A trick several Lego recognition model training runs used was to photo realistically render 3D models of bricks in random orientations and every possible color, which is far faster than manually labelling photos of real bricks.
These days you could use the NVIDIA Omniverse libraries to heavily accelerate and automate this.
I mean who tf gives some small team millions to put some Nvidia GPU into space and thinking we will have market disrupting GPU clusters in space in 10 years?!
There are so many low hanging fruits in IT Industry to just being solved.
Even just having something like well build, open smart home products whould have been disruptive years ago (until someone like ikea decides to enter that space).
So, even though Git seems to be ok (people who store large binary files or who run huge monorepos would probably disagree), maybe we can do better.
Altavista was kind of okeish for search, yet Google managed to figure out something that was (at that time) way better.
I came here to say precisely that. I was on svn before git was a thing, and I've never moved off it for any projects where I get to decide such things.
To a first approximation, one could say that distributed version control is a problem nobody ever had, and nobody ever intends to have. (GitHub is the world's centralized monorepo.)
Yet, distributed version control is the majority of the reason why git's mental model is so overcomplicated.
The distributed aspect is important because it let me separate how I’d like to control changes vs how it’s done in the canonical repo. I sync when I want to.
All you need is a camera pointing at the floor with image detection... when there's legos on the floor it triggers a video playing that explains how the kids need to pick up the legos. /s
If you need (D)VFS aka Distributed Versioned Filesystem, grab right tool. Or write one.
This is exacly way I wrote DOT (Distributed Object Tracker).

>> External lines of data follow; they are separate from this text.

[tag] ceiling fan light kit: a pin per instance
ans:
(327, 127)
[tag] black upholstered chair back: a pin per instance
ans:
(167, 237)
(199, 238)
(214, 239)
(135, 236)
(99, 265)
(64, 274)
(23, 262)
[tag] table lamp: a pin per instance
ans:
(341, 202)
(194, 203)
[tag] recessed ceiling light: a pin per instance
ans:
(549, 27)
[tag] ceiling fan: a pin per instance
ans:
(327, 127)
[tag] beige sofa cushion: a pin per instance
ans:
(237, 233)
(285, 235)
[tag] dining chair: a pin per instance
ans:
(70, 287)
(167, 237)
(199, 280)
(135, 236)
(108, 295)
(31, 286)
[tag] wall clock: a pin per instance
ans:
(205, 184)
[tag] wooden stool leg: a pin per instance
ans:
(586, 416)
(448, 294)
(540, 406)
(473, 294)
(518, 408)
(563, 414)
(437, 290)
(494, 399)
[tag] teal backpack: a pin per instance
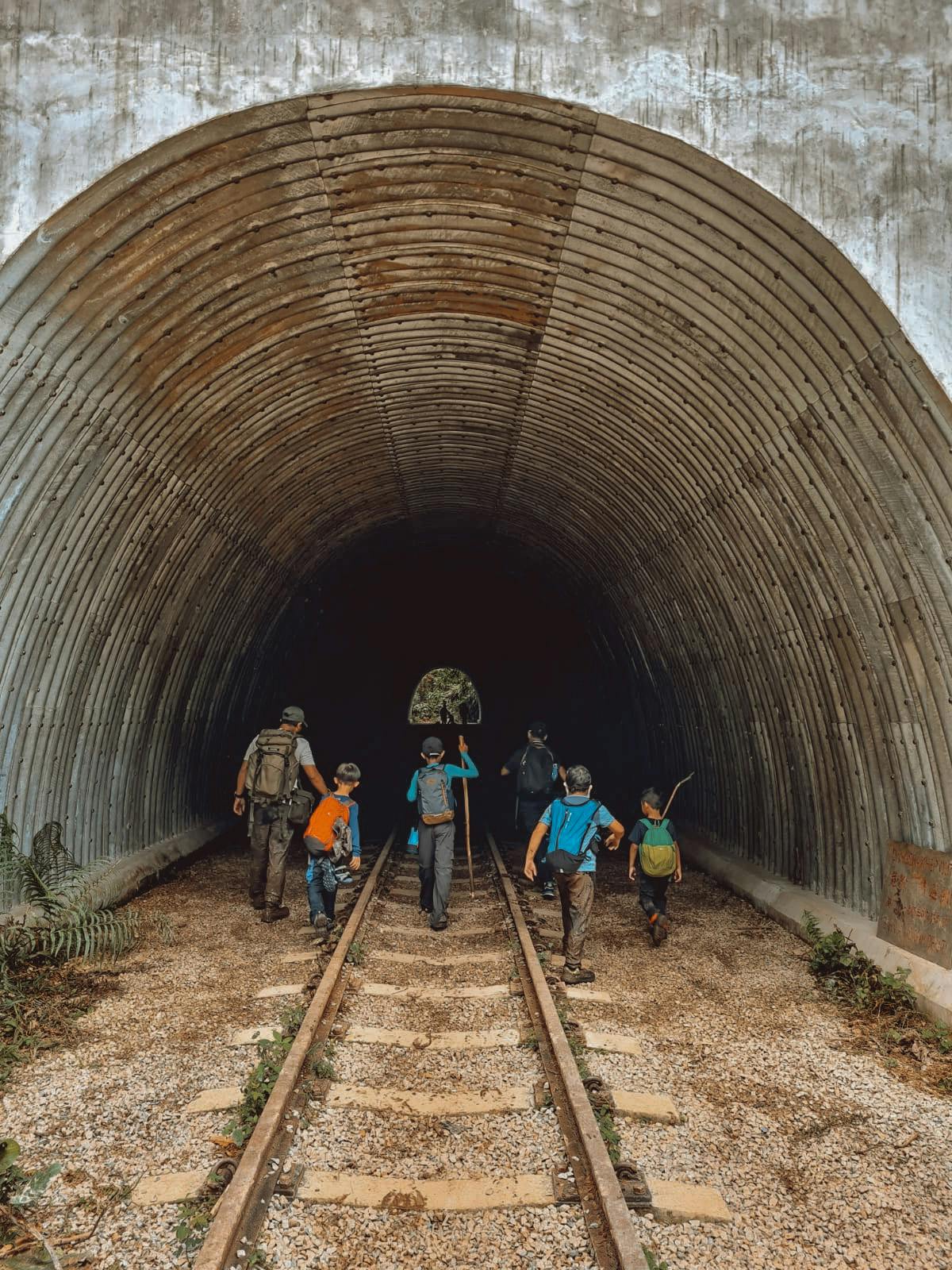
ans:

Its pure DVFS repo manager, to handle binary blobs and that it.. Nothing more.
People complaining about GIT not working well w/ big data just handling GIT wrong. Linus said it from the begining, its NOT tool for such datasets. Just move along.
There are some things that need to come from a place of manic self-motivated genius. It's not something that you can buy with money. The money is really just there to help you shove a mediocre solution down everyone's throats (which is exactly what's going on here).
Then again, it is used for non-coding tasks, but any and all of it's UI problems are not from the method of storage (pretty much any modern VCS uses same "tree of linked snapshots of filesystem) so making one while still making it git compatible just with better ui (like Jujutsu) is very much possible
Building UI and auxiliary features on top of Git is a crowded space, it’s not clear what compelling innovation they are bringing to the table.
Let me just state the obvious. Of all the major problems of society, sorting legos isn't one. If you disagree, try emerging from the cellar.
Rather, the GP merely implied that some parents would love to have a robot to sort their kids legos, and that (ironically) even that unimportant "need" is more important than replacing git.
Kids face a lot of new problems these days. They also face some old one, like sorting their legos.
Who really wants cheap lego vacuums? Basement-dwellers who are getting yelled at by their mom? Not a good market.
The need for exactly this is not ever going away, and its ubiquity proves that Linus nailed something that is truly fundamental.
This is like saying we need a new alphabet because of AI. That is VC hype, even if it comes from a Github founder.